UPDATED 23:19 EDT / AUGUST 18 2020

APPS

Amid China trade tensions, Trump endorses Oracle’s bid for TikTok

Amid ongoing trade tensions between the U.S. and China, President Donald Trump today endorsed the surprising bid by Oracle Corp. to acquire the U.S. operations of short-form video-sharing service TikTok from owner ByteDance Ltd.

The president gave his support for the bid in an interview ahead of a rally in Yuma, Arizona. “I think Oracle is a great company and I think its owner is a tremendous guy, tremendous person,” Trump said. “I think that Oracle would be certainly somebody that could handle it.”

President Trump has long been a supporter of Oracle and its co-founder Larry Ellison and the admiration goes both ways. Rare among the alternately liberal and libertarian tech elite, Ellison, alongside Paypal Inc. co-founder and venture capitalist Peter Thiel, are openly Trump supporters. Oracle Chief Executive Officer Safra Catz served on the Trump transition team and was rumored as a possible candidate to become Trump’s national security adviser in 2018.

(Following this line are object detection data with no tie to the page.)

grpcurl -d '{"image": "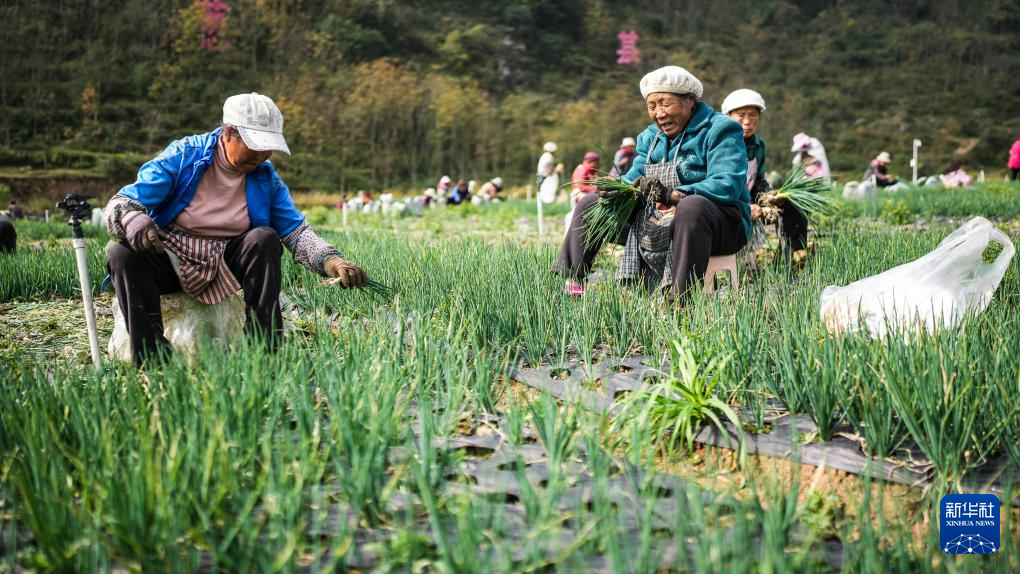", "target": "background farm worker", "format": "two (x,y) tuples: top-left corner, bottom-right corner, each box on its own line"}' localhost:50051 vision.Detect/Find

(436, 175), (453, 205)
(534, 142), (562, 190)
(7, 200), (24, 219)
(106, 93), (366, 363)
(570, 152), (599, 207)
(1006, 140), (1020, 181)
(864, 152), (897, 188)
(478, 177), (503, 201)
(722, 89), (807, 262)
(0, 213), (17, 253)
(609, 136), (638, 177)
(938, 159), (974, 188)
(556, 66), (751, 303)
(789, 132), (832, 184)
(448, 177), (470, 209)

Coming completely out of left field, news that Oracle was interested in acquiring Oracle broke early Tuesday. The negotiations between Oracle and ByteDance are said to be preliminary and involve the TikTok business in Canada, Australia and New Zealand along with the company’s U.S. operations. Twitter Inc. and Microsoft Corp. are previously reported to have held talks on a potential acquisition of TikTok as well.

Due to concerns that data collected from TikTok was being used by the Chinese government for spying purposes, the Trump administration has given TikTok until Sept. 20 to find a buyer or its U.S. operations or face a potential ban. The ban itself would prohibit “any transaction by any person” with ByteDance.

Exactly what that means for the app’s ongoing existence in the U.S. is still not clear. It could simply mean that U.S. advertisers would be banned from buying ads on the platform, but it also could mean that even downloading the app would be considered a transaction.

In the interview, President Trump also reiterated his view that the U.S. Treasury should take a cut of the deal because his administration is “making it possible.” The president previously made the suggestion that the government should get a cut from the deal in early August, saying at the time that “it would come from the sale, which nobody else would be thinking about but me but that’s the way I think and I think it’s very fair.”

The idea that the government should get a percentage of the sale of TikTok has been derided. As Therese Poletti said in an op-ed for MarketWatch Aug. 4, there are no rules that say the government can command a cut of the deal

The TikTok reports come amid ongoing drama involving the U.S. and China over trade and accusations of spying. The Trump administration has accused the Middle Kingdom of unfair trade practices and spying on U.S. citizens, imposing trade sanctions on Chinese companies in response, most notably Huawei Electronics Co. Ltd.

The U.S. government placed the company on an “Entity List” in May 2019 that effectively prevents it from sourcing components from U.S. firms. A later ban also saw Huawei restricted from accessing U.S. designed technology as well even when the tech is manufactured elsewhere.

More recently, Trump signed an executive order banning Tencent Holdings Inc., the owner of WeChat and investor in various video games companies, applicable starting Sept. 20. Tencent has major holdings in Riot Games Inc., Epic Games Inc. and Activision Blizzard Inc. The company also holds minority stakes in Snap Inc. and Tesla Inc.

The order specifically took aim at WeChat, saying that the messaging app involves “data collection [that] threatens to allow the Chinese Communist Party access to Americans’ personal and proprietary information.”